J’ai eu longtemps la sensation de transpirer l’angoisse d’un autre. Il n’a d’ailleurs pas fini de vivre en moi et se manifeste de mille manières plus ou moins simiesques, ce qui ne veut pas dire que mon père naturel n’était pas un homme distingué. Au moment de s’endormir, le fils du lendemain se tient par exemple allongé dans son lit et savoure l’animale satisfaction d’être en vie quand l’autre s’immisce en lui, prend ses aises et déploie sa présence dans les fibres les plus intimes de l’homme assoupi, encore troublé, malgré les années, par le constat que sa manière de plier la jambe n’est pas vraiment sienne, ni sa façon de se toucher le ventre pour se rassurer. Il tourne alors son visage vers le miroir appuyé contre le mur, au bord du lit, et même ce visage ne lui appartient pas, participe de l’intrigue nouée en son être, et il fixe l’image de son visage enfoncé dans les coussins jusqu’à n’y plus percevoir que le reflet d’un étranger.

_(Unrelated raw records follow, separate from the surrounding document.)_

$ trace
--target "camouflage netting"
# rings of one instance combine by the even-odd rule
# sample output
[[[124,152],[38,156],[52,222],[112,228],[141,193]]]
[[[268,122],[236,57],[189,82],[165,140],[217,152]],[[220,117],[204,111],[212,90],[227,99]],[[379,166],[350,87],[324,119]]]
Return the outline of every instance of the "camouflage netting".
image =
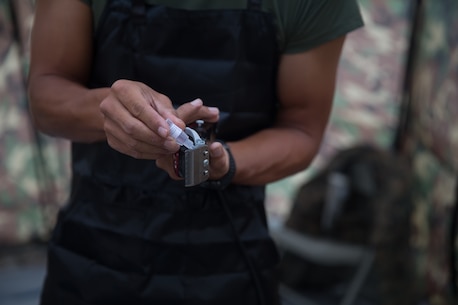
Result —
[[[67,144],[36,133],[27,110],[32,21],[32,1],[0,1],[0,245],[46,239],[68,193]]]

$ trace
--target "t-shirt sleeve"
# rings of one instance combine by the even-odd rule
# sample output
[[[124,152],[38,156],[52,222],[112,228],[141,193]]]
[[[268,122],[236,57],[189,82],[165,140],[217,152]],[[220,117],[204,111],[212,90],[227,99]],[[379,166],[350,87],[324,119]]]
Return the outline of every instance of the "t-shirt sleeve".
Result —
[[[279,0],[275,9],[281,52],[304,52],[363,26],[356,1]]]

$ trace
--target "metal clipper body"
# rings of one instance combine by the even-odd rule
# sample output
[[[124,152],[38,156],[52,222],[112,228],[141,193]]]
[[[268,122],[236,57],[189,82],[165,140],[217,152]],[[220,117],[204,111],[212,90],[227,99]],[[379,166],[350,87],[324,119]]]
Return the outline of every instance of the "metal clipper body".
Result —
[[[210,153],[206,141],[194,129],[186,127],[185,133],[194,143],[194,147],[181,146],[179,172],[184,178],[185,186],[190,187],[208,180],[210,176]]]

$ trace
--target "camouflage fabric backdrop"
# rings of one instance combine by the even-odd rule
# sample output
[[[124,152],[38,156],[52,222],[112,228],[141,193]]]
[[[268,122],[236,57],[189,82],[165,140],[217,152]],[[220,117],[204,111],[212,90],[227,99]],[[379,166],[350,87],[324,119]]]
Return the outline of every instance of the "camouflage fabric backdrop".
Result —
[[[32,1],[0,1],[0,245],[46,239],[68,193],[68,148],[37,134],[27,110]]]
[[[272,221],[288,215],[299,185],[339,149],[358,143],[389,148],[398,123],[409,39],[409,1],[359,0],[365,27],[348,35],[334,108],[321,151],[310,168],[268,187]]]
[[[451,297],[449,241],[458,175],[458,2],[424,1],[422,18],[406,149],[416,177],[412,242],[426,299],[458,304]]]

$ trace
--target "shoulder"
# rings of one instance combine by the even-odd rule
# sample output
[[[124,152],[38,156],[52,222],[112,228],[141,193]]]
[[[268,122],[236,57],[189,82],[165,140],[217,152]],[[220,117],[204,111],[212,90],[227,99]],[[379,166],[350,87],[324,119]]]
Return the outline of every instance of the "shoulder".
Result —
[[[282,53],[307,51],[363,26],[357,0],[264,0]]]

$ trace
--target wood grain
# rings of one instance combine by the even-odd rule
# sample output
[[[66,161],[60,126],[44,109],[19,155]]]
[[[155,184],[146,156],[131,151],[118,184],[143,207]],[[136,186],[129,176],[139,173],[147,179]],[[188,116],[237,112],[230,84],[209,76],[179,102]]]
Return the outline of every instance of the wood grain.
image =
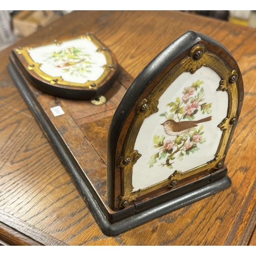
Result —
[[[135,77],[188,30],[220,41],[238,61],[243,75],[244,105],[226,159],[232,184],[223,192],[108,237],[11,80],[6,69],[11,49],[89,31]],[[0,52],[0,209],[71,245],[255,245],[255,41],[254,29],[179,12],[78,11]],[[90,126],[90,122],[84,124]]]

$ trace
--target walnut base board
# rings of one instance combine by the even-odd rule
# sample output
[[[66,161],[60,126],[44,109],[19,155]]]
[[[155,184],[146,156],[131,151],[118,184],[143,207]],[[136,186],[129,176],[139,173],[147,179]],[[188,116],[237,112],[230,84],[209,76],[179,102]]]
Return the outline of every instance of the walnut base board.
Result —
[[[197,187],[195,186],[189,187],[190,191],[185,194],[168,201],[166,201],[166,198],[163,197],[164,198],[163,200],[165,201],[160,204],[158,202],[158,204],[157,204],[157,202],[154,199],[149,200],[148,202],[140,203],[135,206],[138,209],[137,212],[135,211],[136,214],[134,213],[135,211],[128,211],[128,210],[124,211],[122,216],[119,215],[117,217],[116,215],[115,218],[112,219],[111,218],[115,214],[109,214],[106,206],[105,208],[104,208],[104,205],[100,203],[100,200],[99,201],[97,198],[97,193],[94,191],[93,186],[90,185],[85,181],[84,177],[81,175],[79,167],[72,159],[72,155],[67,152],[65,142],[61,137],[58,136],[58,133],[54,131],[54,125],[44,113],[42,109],[38,105],[36,98],[32,97],[31,92],[29,91],[29,88],[26,85],[26,82],[20,74],[19,74],[18,71],[13,64],[8,66],[8,71],[55,152],[70,172],[77,188],[86,202],[95,221],[102,232],[106,236],[118,235],[154,219],[225,189],[231,185],[230,178],[227,176],[225,176],[227,169],[224,168],[221,170],[219,175],[217,175],[218,178],[211,177],[212,180],[216,179],[214,181],[212,180],[211,183],[208,185],[203,185],[207,184],[207,182],[205,183],[206,179],[202,179],[202,182],[199,181],[198,182]],[[153,202],[155,205],[151,203],[151,201]],[[132,216],[131,212],[133,214]]]

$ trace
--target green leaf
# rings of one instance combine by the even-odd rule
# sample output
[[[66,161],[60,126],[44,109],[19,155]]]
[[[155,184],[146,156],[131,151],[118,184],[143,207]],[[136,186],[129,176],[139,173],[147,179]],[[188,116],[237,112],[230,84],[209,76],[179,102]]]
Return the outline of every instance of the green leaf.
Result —
[[[204,142],[205,142],[205,141],[206,141],[206,139],[205,139],[205,138],[204,138],[203,139],[201,139],[201,140],[200,140],[200,141],[199,142],[199,143],[200,144],[202,144]]]
[[[164,151],[164,152],[161,153],[160,156],[159,157],[159,160],[162,159],[162,158],[165,158],[165,157],[166,156],[166,155],[167,155],[166,151]]]
[[[167,159],[170,159],[170,160],[174,160],[175,159],[175,157],[174,157],[174,156],[172,156],[172,155],[170,155],[167,157]]]
[[[198,133],[199,133],[204,129],[204,126],[203,125],[201,125],[200,127],[198,130]]]
[[[201,105],[201,110],[203,112],[203,114],[206,112],[207,114],[210,114],[211,113],[211,110],[210,110],[210,108],[211,106],[211,103],[207,103],[206,102],[204,103]]]

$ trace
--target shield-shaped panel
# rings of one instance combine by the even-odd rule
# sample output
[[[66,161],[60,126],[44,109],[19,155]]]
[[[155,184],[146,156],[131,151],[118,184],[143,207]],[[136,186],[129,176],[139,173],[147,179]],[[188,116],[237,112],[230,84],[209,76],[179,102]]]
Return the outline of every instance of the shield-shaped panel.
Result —
[[[13,55],[24,74],[39,90],[74,99],[97,98],[115,80],[113,53],[93,34],[34,47],[19,47]]]

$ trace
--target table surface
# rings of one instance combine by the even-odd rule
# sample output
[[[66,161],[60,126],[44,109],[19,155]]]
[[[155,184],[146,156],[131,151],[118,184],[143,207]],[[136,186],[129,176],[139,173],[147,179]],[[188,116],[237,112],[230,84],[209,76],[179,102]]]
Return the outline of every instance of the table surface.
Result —
[[[245,97],[226,158],[231,186],[119,236],[104,235],[7,70],[11,49],[93,33],[133,77],[187,30],[219,41]],[[0,52],[0,244],[256,245],[256,30],[178,11],[73,12]]]

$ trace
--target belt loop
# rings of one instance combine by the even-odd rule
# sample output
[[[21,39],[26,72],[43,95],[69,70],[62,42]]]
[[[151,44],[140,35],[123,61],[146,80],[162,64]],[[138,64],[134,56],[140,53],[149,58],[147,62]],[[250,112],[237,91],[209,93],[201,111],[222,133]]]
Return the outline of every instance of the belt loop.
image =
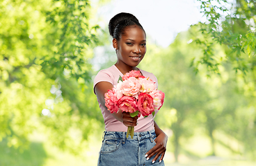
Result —
[[[105,134],[106,134],[106,131],[103,131],[103,133],[102,133],[102,142],[103,142],[104,138],[105,137]]]
[[[125,144],[125,138],[126,138],[126,136],[125,136],[125,132],[122,131],[122,143]]]

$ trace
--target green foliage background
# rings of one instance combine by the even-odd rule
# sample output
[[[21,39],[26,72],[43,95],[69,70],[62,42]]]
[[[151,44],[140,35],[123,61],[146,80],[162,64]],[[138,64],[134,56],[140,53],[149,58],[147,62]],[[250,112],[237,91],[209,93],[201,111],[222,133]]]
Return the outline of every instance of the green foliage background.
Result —
[[[166,93],[156,116],[166,165],[253,165],[256,2],[198,1],[208,21],[167,48],[147,42],[139,65]],[[0,2],[0,165],[96,165],[104,121],[92,80],[116,60],[97,10],[86,0]]]

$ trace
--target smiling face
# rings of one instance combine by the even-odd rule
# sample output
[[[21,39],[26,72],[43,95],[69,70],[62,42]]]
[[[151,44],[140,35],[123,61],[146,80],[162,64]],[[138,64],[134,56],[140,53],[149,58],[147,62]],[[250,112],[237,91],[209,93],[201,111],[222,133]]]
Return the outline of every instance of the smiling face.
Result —
[[[113,45],[117,48],[115,66],[121,72],[126,73],[134,70],[143,59],[146,53],[146,35],[139,26],[129,26],[125,28],[119,41],[113,39]]]

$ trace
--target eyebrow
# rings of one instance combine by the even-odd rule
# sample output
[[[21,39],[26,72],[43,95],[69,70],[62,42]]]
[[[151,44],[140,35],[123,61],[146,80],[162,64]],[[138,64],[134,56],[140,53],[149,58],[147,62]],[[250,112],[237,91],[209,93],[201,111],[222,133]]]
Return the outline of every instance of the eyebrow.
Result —
[[[134,42],[134,39],[127,39],[126,40],[131,40],[131,41],[132,41],[132,42]],[[146,42],[146,40],[142,40],[141,42]]]

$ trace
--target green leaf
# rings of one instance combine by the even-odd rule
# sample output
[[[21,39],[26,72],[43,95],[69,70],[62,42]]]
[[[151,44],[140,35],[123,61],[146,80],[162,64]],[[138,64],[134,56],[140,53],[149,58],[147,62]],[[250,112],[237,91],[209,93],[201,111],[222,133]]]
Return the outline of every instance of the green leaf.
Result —
[[[136,112],[134,113],[130,113],[130,116],[134,118],[134,116],[136,116],[138,113],[138,111],[136,111]]]

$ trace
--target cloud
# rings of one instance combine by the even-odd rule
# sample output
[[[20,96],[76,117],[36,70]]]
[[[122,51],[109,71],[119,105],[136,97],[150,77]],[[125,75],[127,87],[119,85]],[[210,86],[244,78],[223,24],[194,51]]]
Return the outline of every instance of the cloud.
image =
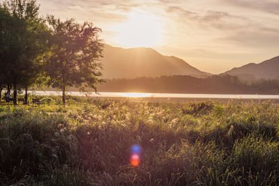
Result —
[[[227,3],[269,13],[279,14],[279,2],[277,0],[225,0]]]

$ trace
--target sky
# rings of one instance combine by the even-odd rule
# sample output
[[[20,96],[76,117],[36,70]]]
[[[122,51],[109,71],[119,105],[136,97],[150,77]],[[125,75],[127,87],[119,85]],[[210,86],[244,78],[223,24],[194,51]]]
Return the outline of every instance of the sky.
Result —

Alors je me sens abandonné, chair oubliée d’un esprit vagabond. Juste l’énigme de mon visage et le poids de mon corps, suspendu à la vie comme un habit oublié sur un cintre, orphelin captif d’un ancien mensonge. La salive perle aux commissures que je ravale comme celle de mon père, avec le même dégoût que si c’était de la bave de crapaud. Il affleure sous ma peau et que faire sinon l’accueillir sous peine de devenir fou ? Sensations trop fortes pour y opposer ma raison. Je te parle, disait le singe en moi, mieux vaut m’accepter et te perdre en moi si tu ne veux pas dépérir à force de lutter et dis toi que je n’existe pas je t’ai légué un autre père en souvenir de moi sachant bien que la vérité finirait par t’envahir car c’est en toi que je survis, tu n’y peux rien.
C’est lui, Auguste Daniel Nebel, dont je possède trois minuscules photos aux bords dentelés du temps qu’il frétillait encore entre les jambes de ma mère.